Embodiment 98. The non-transitory computer-readable storage medium of embodiment 96 or 97, further comprising instructions that, when executed by the one or more processors, cause the system to:

EXAMPLES

The following examples further demonstrate to one skilled in the art how to make and use the methods and systems described herein and are not intended to limit the scope of the claimed invention.

Example 1

A total of 314,729 pan-solid cancer samples comprehensive genomic profile (CGP) data collected from the same number of subjects as the cancer samples (i.e., one cancer sample per subject) comprise a database against which CGP data from a sample of interest (e.g., test sample) were scored and compared, according to the embodiments of the methods disclosed herein.

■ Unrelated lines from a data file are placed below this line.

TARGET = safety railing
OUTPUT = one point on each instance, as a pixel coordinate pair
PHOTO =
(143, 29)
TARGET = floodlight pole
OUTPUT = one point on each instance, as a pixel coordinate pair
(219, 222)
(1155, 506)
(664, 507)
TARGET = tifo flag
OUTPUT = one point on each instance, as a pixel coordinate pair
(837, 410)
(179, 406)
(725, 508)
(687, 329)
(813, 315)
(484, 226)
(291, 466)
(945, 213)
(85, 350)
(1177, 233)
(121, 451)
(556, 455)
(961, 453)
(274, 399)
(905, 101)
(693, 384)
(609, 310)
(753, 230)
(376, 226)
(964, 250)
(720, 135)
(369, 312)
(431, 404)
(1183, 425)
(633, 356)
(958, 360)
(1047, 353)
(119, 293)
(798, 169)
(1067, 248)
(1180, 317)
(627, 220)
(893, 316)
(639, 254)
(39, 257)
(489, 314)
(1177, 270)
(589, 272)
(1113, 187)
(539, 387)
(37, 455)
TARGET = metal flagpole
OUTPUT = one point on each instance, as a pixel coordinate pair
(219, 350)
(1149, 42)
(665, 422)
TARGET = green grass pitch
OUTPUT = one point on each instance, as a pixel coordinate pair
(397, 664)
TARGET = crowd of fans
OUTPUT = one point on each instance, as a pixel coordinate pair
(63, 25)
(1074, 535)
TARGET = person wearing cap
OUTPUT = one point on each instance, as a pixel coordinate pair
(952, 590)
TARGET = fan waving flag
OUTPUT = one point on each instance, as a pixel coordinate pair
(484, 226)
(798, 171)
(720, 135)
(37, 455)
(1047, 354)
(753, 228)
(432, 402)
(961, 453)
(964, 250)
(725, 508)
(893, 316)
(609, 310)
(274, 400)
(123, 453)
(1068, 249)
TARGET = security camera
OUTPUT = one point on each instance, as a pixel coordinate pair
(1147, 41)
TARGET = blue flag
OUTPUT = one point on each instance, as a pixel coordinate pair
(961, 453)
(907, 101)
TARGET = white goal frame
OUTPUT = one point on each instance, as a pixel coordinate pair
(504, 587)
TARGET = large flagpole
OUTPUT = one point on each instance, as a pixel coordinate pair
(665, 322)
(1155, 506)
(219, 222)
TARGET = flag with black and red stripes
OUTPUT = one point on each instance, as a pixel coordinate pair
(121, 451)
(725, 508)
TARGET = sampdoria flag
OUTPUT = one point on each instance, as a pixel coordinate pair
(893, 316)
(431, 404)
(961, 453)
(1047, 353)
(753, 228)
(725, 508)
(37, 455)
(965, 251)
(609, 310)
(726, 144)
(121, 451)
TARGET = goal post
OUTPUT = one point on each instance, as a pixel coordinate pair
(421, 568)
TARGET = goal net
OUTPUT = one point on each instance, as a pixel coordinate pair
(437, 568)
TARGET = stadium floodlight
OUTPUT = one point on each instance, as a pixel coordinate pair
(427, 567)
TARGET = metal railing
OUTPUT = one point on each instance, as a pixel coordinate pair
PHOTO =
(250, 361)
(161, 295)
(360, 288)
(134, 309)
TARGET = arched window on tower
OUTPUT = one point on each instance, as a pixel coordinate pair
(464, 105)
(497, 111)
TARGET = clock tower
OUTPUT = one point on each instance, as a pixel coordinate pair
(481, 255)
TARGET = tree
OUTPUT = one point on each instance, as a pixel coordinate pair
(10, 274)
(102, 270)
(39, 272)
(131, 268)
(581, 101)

Duplicate cancer CGP data were removed were from the database. The subjects from which the CGP samples were procured comprised of 55.1% females and 44.8% males. FIG. 6 is a pie chart depicting the composition of cancer types for the pan-solid cancer database. The database comprises a broad spectrum of pan-solid CGP cancer data, including, but not limited to non-small cell lung cancers (NSCLCs) (n=64, 823), colorectal cancers (CRCs) (n=44, 068), breast cancers (n=36, 883), ovarian cancers (n=20, 368), pancreatic cancers (n=18, 072), prostate cancers (n=18, 072), endometrial cancers (n=10, 729), glioma, melanoma, esophageal cancers, bladder cancers, cholangiocarcinoma, head and neck cancers, kidney cancers, stomach cancers, small cell cancers, cervical cancers, thyroid cancers, and small intestinal cancers. Of these cancers, the most common cancers in the database, in order, are NSCLC, CRC, breast cancer and ovarian cancer.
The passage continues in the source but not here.